De son côté, la moyenne exploitation espère la création d’un fonds dédié à la "laserisation" du parc de salles en raison de l’explosion des dépenses énergétiques. Le Président de la Fédération nationale des cinémas français, Richard Patry, a rappelé combien l’exploitation avait eu l’occasion de prendre au sérieux la transition écologique, que ce soit à travers la publication d’une charte sur les économies d’énergie ou sur les usages à adopter afin de réduire la consommation énergétique. Et l’institution ne compte pas s’arrêter là. "Notre plan d’installation de projecteur laser devrait nous permettre d’économiser la consommation énergétique d’une ville de 20 000 habitants sur une année, témoigne le président de la FNCF. Il doit être financé à hauteur de 400 M€ et nous espérons bénéficier du soutien du CNC ainsi que des collectivités territoriales, comme la région Grand-Est qui a récemment investi 1,8 M€ pour aider les cinémas de son territoire à réussir leur transition énergétique."

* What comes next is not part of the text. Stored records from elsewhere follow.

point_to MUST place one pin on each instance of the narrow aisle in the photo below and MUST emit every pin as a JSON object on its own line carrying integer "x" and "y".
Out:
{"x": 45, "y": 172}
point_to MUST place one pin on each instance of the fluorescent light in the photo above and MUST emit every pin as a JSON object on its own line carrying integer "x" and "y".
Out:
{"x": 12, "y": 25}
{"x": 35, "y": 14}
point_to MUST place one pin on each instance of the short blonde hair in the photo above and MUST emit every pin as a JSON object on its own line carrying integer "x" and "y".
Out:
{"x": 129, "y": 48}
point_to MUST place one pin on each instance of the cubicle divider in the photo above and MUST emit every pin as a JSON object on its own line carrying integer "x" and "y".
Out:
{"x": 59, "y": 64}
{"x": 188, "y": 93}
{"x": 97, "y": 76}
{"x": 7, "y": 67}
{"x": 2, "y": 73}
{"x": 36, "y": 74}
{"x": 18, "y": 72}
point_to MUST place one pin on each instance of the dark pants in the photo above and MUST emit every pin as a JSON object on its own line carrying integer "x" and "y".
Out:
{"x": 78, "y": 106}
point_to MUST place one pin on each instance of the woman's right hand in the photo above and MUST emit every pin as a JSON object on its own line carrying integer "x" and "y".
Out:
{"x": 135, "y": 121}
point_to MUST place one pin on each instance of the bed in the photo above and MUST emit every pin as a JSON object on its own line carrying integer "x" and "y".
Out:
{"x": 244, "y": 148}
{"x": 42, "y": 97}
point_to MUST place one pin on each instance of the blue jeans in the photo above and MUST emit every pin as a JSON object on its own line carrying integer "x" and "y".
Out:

Objectiver les données des salles

La traditionnel débat avec les pouvoirs publics a d’abord permis de rappeler combien la structure même de l’activité de l’exploitation avait changé depuis l’année triomphale de 2019, notamment avec la fin des VPF et l’effet que cette dernière a pu avoir sur les plans de sortie. La FNCF attend donc impatiemment les prochaines études de l’Observatoire de la diffusion afin de mieux étudier la répartition des entrées, sur les films comme les salles, et "objectiver ces données".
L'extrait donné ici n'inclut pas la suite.